In the end, Wheatland was able to source steel couplings designed for three individual markets while working with a single vendor. Moreover, the company was able to meet the quality standards that each market required.

“There’s no question what they’re doing for us is good,” Kneubehl added. “They do everything needed for couplings. Moreover, their specifications, identification, and inspection are way beyond what even we require.”

PTR Group’s foresight to pursue a concentric acquisition strategy has enabled them to grow their relationship with Wheatland Tube beyond couplings.

Through its selective concentric acquisition strategy, the company now has several leading companies, in addition to American Cap, under its umbrella. They are providing expertise in components and subassemblies from different materials and finishes.

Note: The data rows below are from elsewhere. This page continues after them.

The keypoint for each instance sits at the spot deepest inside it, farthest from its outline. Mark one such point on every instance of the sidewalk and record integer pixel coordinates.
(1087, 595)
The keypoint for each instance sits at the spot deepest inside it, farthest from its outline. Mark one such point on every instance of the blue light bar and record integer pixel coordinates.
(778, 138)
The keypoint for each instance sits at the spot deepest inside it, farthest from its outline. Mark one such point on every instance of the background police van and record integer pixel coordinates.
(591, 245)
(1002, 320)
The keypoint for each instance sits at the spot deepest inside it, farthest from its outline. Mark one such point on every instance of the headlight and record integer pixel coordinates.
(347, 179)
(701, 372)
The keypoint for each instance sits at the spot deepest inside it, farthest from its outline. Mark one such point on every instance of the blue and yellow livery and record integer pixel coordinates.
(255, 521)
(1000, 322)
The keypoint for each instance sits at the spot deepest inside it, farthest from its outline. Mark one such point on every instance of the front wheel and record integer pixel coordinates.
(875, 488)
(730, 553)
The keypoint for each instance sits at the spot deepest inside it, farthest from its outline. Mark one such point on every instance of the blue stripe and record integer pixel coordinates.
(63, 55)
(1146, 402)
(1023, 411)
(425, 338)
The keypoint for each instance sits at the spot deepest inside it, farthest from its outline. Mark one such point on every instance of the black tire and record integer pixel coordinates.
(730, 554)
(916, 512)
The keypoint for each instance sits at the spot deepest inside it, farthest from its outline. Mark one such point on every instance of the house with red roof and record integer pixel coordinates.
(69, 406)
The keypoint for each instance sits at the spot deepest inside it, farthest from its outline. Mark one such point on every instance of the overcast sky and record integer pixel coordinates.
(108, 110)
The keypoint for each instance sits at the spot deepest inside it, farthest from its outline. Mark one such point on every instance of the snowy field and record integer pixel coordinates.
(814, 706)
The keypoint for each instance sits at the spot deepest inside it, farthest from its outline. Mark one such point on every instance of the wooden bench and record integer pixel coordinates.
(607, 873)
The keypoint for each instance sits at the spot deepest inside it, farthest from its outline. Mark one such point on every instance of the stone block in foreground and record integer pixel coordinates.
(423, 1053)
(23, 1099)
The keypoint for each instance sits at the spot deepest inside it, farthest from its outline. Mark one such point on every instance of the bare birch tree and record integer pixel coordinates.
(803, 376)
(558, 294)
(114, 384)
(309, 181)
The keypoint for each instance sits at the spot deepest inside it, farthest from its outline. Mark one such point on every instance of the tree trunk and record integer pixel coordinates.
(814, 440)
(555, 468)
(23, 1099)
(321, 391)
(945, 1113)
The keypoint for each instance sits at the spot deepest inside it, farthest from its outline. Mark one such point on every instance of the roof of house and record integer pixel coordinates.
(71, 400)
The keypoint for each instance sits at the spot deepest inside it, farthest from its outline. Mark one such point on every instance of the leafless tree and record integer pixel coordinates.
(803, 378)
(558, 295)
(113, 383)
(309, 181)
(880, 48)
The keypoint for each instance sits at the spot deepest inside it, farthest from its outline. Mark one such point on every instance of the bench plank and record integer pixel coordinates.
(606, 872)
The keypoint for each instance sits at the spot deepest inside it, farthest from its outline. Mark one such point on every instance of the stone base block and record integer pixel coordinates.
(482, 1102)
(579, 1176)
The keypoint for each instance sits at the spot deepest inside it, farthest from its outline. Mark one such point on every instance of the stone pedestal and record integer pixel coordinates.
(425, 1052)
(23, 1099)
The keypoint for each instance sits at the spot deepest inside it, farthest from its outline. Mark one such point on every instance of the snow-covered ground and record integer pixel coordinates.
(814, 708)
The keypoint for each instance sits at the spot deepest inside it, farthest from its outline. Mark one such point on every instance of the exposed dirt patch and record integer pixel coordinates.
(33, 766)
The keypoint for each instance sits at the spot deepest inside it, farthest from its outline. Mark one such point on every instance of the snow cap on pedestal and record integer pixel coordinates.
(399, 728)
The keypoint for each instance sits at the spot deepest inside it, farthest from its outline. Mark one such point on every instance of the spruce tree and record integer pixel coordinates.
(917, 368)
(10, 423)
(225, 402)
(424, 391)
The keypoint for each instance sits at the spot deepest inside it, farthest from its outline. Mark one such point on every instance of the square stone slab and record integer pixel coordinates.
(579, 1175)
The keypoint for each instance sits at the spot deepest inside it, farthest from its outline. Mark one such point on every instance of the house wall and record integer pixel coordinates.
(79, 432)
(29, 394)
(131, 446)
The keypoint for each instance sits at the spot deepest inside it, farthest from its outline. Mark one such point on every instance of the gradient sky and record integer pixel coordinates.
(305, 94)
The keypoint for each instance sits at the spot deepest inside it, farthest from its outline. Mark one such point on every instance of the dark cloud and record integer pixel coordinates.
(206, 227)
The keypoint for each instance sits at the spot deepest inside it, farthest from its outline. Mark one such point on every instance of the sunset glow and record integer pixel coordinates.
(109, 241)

PTR Group founded ACCI Industries to provide long-term, continuous contract manufacturing of metal components and subassemblies for OEM, industrial, government, and military applications. Co-located in the same building as American Cap for greater efficiency, ACCI Industries focuses on the production of components requiring complex processing and precision assembly. Its capabilities include CNC machining, stamping, deep draw, laser cutting, powder coating, and welded assemblies.

“PTR Group has in-house engineering and the capabilities of making [any metal part] we want. They’ve now made chip breakers for us, and we’re currently working with them on chasers to cut the threads on a pipe,” said Kneubehl.

PTR Tool and Plastics, based in Meadville, Pennsylvania, provides precision-engineered and difficult-to-mold parts for the automotive, electronics, aerospace, telecommunications, consumer, and disposable medical supply industries. The company designs and builds all of its  own tooling in-house.

When Kneubehl discovered that PTR Tool and Plastics could provide the tooling he needed, Wheatland Tube began using them for a variety of sizes of plastic thread protectors for the ends of tubing and piping.

“They design it, make the tool, and also make the product—from the in-house design to the plastic injection mold, which they do right on site. So they do it all,” said Kneubehl.

Complementing PTR Group’s other concentric acquisitions is Farrell, Pennsylvania-based Premier Hydraulics, a tier-one preferred supplier of custom hydraulic components and assemblies to large OEMs in off-road, mining, agriculture, construction, forestry, and heavy-duty trucking markets. Although Wheatland Tube did not require their services, Premier Hydraulics specializes in custom-engineered products and can also create sub-assemblies or assemblies with combined components. The company can produce standard hydraulic fittings, valves, manifolds, hose connectors, and flanges in very large quantities.

Before the emergence of advanced one-stop parts shops, Wheatland Tube had to find a vendor to engineer each different part before it could go to a machine shop or an injection molder.

“They provide the engineering and the manufacturing under one roof,” said Kneubehl. “They will also come to your place, determine the issues are you’re having, and give you suggestions on how to resolve them.

“We no longer have to pay for the engineering and then run around town looking for someone to make it,” added Kneubehl. “An OEM can avoid issues where someone else doesn’t want to make a part because it’s not designed correctly, or what you’re asking for is not efficient or physically possible. It makes the process so much more efficient. We don’t have to go back and forth a lot to get the end product.”

When the single-source parts model extends from design to manufacturing across a range of materials, a parts provider can play a pivotal role in an OEM’s parts supply chain. It can streamline purchasing, foster greater collaboration in parts design, engineering, manufacturing, and assembly, and respond to evolving parts needs through product design and manufacturing. It can also realize cost savings through manufacturing synergies.

Stephen Armstrong is a freelance writer based in Tustin, California.